Mental and Emotional Signs of Depression
The following are common emotional symptoms and resultant mental states of those who are depressed:
Sadness: I feel awful!
Depression is most commonly characterized by a deep sadness. The “blues” seem to creep up slowly and bring with it a spirit of heaviness. Crying and brooding are common for those who are in a funk.
Despair: It’s hopeless!
Despair is the absence of hope. Despair sees no light at the end of the tunnel, no hope at the end of the day, and no answers for the endless round of questions that plague the mind of the depressed. Three times the Psalmists cried out, “Why are you in despair, O my soul? And why have you become disturbed within me? Hope in God, for I shall again praise Him, the help of my countenance and my God” (Psalm 42:6,11;43:5).

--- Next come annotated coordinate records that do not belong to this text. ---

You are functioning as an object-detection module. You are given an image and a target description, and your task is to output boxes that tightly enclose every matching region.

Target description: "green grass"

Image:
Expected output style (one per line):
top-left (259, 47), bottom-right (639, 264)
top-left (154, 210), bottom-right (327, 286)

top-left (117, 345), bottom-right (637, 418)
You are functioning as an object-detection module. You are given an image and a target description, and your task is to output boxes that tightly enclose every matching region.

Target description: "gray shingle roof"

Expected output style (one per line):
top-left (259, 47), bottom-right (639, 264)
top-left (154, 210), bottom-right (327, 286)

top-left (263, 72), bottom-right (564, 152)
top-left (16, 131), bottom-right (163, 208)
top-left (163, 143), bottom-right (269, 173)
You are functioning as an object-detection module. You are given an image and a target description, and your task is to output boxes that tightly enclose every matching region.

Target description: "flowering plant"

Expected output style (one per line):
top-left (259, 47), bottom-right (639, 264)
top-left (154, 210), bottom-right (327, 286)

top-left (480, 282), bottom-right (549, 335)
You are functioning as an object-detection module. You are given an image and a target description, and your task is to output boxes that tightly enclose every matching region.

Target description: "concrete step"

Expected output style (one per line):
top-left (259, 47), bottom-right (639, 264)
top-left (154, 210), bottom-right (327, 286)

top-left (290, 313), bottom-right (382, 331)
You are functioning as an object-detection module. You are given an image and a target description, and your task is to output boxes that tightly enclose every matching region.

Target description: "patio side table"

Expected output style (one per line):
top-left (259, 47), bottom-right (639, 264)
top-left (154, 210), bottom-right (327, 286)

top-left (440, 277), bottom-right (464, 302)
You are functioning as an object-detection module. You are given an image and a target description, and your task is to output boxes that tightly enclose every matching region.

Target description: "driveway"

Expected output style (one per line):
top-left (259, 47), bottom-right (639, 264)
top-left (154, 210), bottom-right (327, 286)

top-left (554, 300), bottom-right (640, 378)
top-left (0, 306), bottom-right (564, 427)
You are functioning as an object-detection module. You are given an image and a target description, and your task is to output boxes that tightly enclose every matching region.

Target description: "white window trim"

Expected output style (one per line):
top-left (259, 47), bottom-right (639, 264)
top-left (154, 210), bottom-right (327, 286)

Irritability and low frustration tolerance: I have had it with you!
Depressed people have very little emotional reserve. Small things tick them off, and they are easily frustrated. They have a low tolerance level for the pressures of life.
Isolation and withdrawal: I’m going to my room!
People who suffer with depression pull away from others. They feel embarrassed to be with people when they feel so low. They don’t want to be a wet blanket in the group and drag the others down by their depression. Although some may think that isolation is a viable short-term solution, avoidance often adds to the downward spiral of depression.
Negative thought patterns: Nothing is working and I’m such a failure!
Depressed people generally have a negative view of themselves, their present circumstances and the future.
Thoughts of suicide: Everybody would be better off if I just died!
Sadness, isolation, loss of energy, strained relationships and physical problems contaminate one’s perspective of self and the future. Believing themselves to be helpless and hopeless, many begin to think of suicide as the only way out. It is the third leading cause for suicide for teenagers and ninth for adults.